The White House’s 2025 salary disclosure reveals a payroll that catapults select advisers to the legal pay ceiling while eight headline names—including Secretary of State Marco Rubio—draw no West Wing salary at all.
At a Glance
- Senior adviser Jacalynne Klopp leads the list at $225,700.
- Thirty-three high-ranking aides, among them Press Secretary Karoline Leavitt, earn $195,200.
- Eight officials are listed at $0 compensation for their White House roles.
- 108 staffers make between $59,070 and $80,000.
- Congress has required this annual pay report since 1995.
Big Earners and the Zero-Dollar Club
According to the newly filed report, Klopp is the sole staffer at the Executive Schedule Level II cap of $225,700, a figure pegged to the federal pay tables maintained by the Office of Personnel Management. Just below her sits a cohort of 33 aides—ranging from border czar Tom Homan to chief of staff Susie Wiles—each collecting $195,200, the maximum allowed for Level IV officials, as first tallied by Fox News.
In stark contrast, the payroll lists eight marquee names at $0, including Rubio (serving concurrently as national security adviser) and cryptocurrency policy czar David Sacks. An independent tally by Axios notes that unpaid advisers now occupy posts “once reserved for salaried gatekeepers,” raising conflict-of-interest alarms among watchdogs.
Watch a report: Inside Trump’s White House Salaries — Who Earns What in 2025
Stratified Pay Bands
Beneath the headline figures, the report shows a steep internal ladder. Speechwriters earn from $92,500 to $121,500, while entry-level correspondence aides cluster at the $59,070 floor. Overall, 108 employees fall below $80,000, giving the Executive Office a pay spread of nearly four-to-one from lowest to highest. Axios calculates that roughly one in ten West Wing staffers now earn the legal maximum, up from six percent under President Biden.
Federal pay specialists point out that Klopp’s rate outstrips the $221,900 ceiling applied to career Senior-Level (SL) civil servants, reviving debate over parity between political and career employees. The gender split is also notable: preliminary counts show men holding about two-thirds of top-tier slots, repeating gaps flagged in earlier White House pay audits.

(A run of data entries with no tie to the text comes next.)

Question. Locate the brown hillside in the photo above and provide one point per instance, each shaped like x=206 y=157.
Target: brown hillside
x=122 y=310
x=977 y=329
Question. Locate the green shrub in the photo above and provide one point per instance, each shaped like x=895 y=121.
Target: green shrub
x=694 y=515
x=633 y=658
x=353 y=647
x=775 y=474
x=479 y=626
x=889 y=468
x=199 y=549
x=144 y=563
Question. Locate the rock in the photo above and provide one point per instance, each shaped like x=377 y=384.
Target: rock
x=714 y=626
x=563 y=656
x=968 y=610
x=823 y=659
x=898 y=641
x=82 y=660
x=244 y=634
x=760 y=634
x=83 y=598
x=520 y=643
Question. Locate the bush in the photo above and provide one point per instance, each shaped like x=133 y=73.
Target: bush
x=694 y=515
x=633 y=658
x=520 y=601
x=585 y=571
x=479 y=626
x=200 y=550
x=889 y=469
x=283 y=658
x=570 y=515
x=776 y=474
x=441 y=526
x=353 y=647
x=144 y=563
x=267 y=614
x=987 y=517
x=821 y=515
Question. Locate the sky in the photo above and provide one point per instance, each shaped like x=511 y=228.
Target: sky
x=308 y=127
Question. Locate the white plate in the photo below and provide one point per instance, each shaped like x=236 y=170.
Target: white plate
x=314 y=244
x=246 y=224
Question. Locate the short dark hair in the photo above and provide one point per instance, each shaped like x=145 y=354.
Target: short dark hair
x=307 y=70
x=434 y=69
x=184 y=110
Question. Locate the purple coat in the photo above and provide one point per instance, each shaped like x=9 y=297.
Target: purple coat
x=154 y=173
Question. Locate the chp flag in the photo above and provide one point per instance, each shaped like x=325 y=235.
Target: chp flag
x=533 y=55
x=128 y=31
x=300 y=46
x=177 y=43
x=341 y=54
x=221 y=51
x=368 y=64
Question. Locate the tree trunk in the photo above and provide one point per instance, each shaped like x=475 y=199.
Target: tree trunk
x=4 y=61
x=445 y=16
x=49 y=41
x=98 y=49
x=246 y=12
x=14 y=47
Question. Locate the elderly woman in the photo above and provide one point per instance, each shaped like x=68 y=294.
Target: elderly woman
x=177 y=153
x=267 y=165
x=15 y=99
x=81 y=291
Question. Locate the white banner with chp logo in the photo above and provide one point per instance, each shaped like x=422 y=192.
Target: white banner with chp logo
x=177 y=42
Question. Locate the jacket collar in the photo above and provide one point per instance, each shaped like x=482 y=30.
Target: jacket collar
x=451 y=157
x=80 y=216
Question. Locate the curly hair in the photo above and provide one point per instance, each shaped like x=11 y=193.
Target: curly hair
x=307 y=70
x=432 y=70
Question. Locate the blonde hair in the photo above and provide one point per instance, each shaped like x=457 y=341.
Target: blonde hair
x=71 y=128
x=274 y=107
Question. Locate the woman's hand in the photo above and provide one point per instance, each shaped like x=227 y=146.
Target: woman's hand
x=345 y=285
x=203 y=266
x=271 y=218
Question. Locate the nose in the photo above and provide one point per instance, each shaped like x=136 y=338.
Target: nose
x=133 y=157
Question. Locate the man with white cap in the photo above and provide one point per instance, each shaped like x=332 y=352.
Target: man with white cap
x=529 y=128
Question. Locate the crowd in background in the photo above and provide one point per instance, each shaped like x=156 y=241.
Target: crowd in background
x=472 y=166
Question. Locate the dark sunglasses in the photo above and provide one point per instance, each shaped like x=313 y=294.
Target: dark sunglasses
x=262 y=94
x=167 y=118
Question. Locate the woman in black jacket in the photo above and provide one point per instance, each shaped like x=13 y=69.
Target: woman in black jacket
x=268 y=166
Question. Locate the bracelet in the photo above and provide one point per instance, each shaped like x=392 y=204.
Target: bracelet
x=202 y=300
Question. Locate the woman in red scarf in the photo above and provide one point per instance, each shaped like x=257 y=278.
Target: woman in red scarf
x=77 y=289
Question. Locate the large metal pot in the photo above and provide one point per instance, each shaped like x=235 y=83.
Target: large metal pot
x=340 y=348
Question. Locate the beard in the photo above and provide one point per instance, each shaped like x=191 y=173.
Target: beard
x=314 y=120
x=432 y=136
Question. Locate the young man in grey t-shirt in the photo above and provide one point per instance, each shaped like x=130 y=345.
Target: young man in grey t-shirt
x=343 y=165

Optics, Policy, and Public Backlash
Conservatives hail the unpaid cohort as evidence that seasoned private-sector figures will “serve for love of country,” yet ethics groups counter that outside income streams muddy accountability. Democrats, already hammering Trump over proposed agency layoffs, argue that six-figure salaries for insiders clash with the president’s calls for budget restraint.
With the federal deficit still hovering above $1 trillion, lavish West Wing paychecks—and volunteer power brokers whose finances lie elsewhere—risk fueling a narrative of a two-tier government. Whether the administration can reconcile its fiscal messaging with a payroll studded by maximum earners and zero-salary influencers may shape the next round of hearings on executive-branch ethics and spending.
For now, the 2025 disclosure offers a rare, dollar-by-dollar snapshot of who commands the most influence inside Trump’s West Wing—and who can afford to wield it for free.